Chances are that your tooling allows you to perform these operations. Unless, of course, you are an unlucky fellow or you prefer to roll your own code.
The data we’re using looks like this:
select *
from sport_interests
limit 5| Name | Activity | Number |
|---|---|---|
| Charlie | Dancing | 65.35 |
| Charlie | Basketball | 38.10 |
| Jack | Basketball | 36.19 |
| Bob | Hiking | 53.84 |
| Frank | Running | 74.29 |
Pivoting in SQL looks like this:
select
name,
sum(case when Activity = 'Running' then Number end) as running,
sum(case when Activity = 'Tennis' then Number end) as tennis
from sport_interests
group by name| Name | running | tennis |
|---|---|---|
| David | NA | NA |
| Jack | NA | NA |
| Isabel | NA | 60.97 |
| Alice | NA | NA |
| Bob | NA | NA |
| Emma | 29.54 | 86.50 |
| Henry | 96.27 | NA |
| Charlie | NA | NA |
| Frank | 101.59 | NA |
| Grace | NA | NA |
If you need to pivot into a lot of columns, you are going to have a bad time.
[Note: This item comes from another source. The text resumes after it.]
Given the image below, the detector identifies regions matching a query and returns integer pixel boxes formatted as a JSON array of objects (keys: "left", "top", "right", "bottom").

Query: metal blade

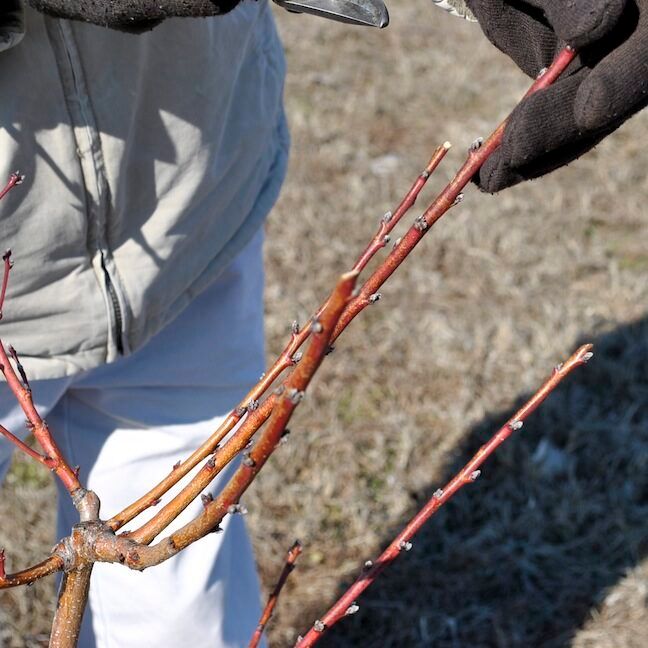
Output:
[{"left": 274, "top": 0, "right": 389, "bottom": 29}]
First, you need to specify each column that is not being pivoted into the select statement as well as the group by clause. Second, you need to manually type out each column that appears in the pivot.
Nonetheless, I love pivoting in SQL because you can individually define how each column is pivoted. Maybe you need to average one column, but sum another? Maybe you want to add two conditional statements when you are pivoting Activity = 'Running'? I’ve done my fair share of intricate SQL pivots that would have taken me much more time in other languages.
Unpivoting is a little tricky in SQL. Essentially, we’ll be creating multiple select statements for each column we would like to unpivot, with each select statement containing a different column:
select
name,
'Running' as Activity,
running as Number
from sport_interests_pivot
UNION ALL
select
name,
'Tennis' as Activity,
tennis as Number
from sport_interests_pivot| Name | Activity | Number |
|---|---|---|
| Charlie | Running | NA |
| Jack | Running | NA |
| Henry | Running | 96.27 |
| David | Running | NA |
| Frank | Running | 101.59 |
| Grace | Running | NA |
| Bob | Running | NA |
| Emma | Running | 29.54 |
| Isabel | Running | NA |
| Alice | Running | NA |
I don’t love unpivoting in SQL. When pivoting, a single line of code translates into a column, whereas a single column translates into a whole separate SQL statement. Please use some framework or an engine that supports unpivoting through a function (e.g. Snowflake’s UNPIVOT or dbt’s unpivot macro).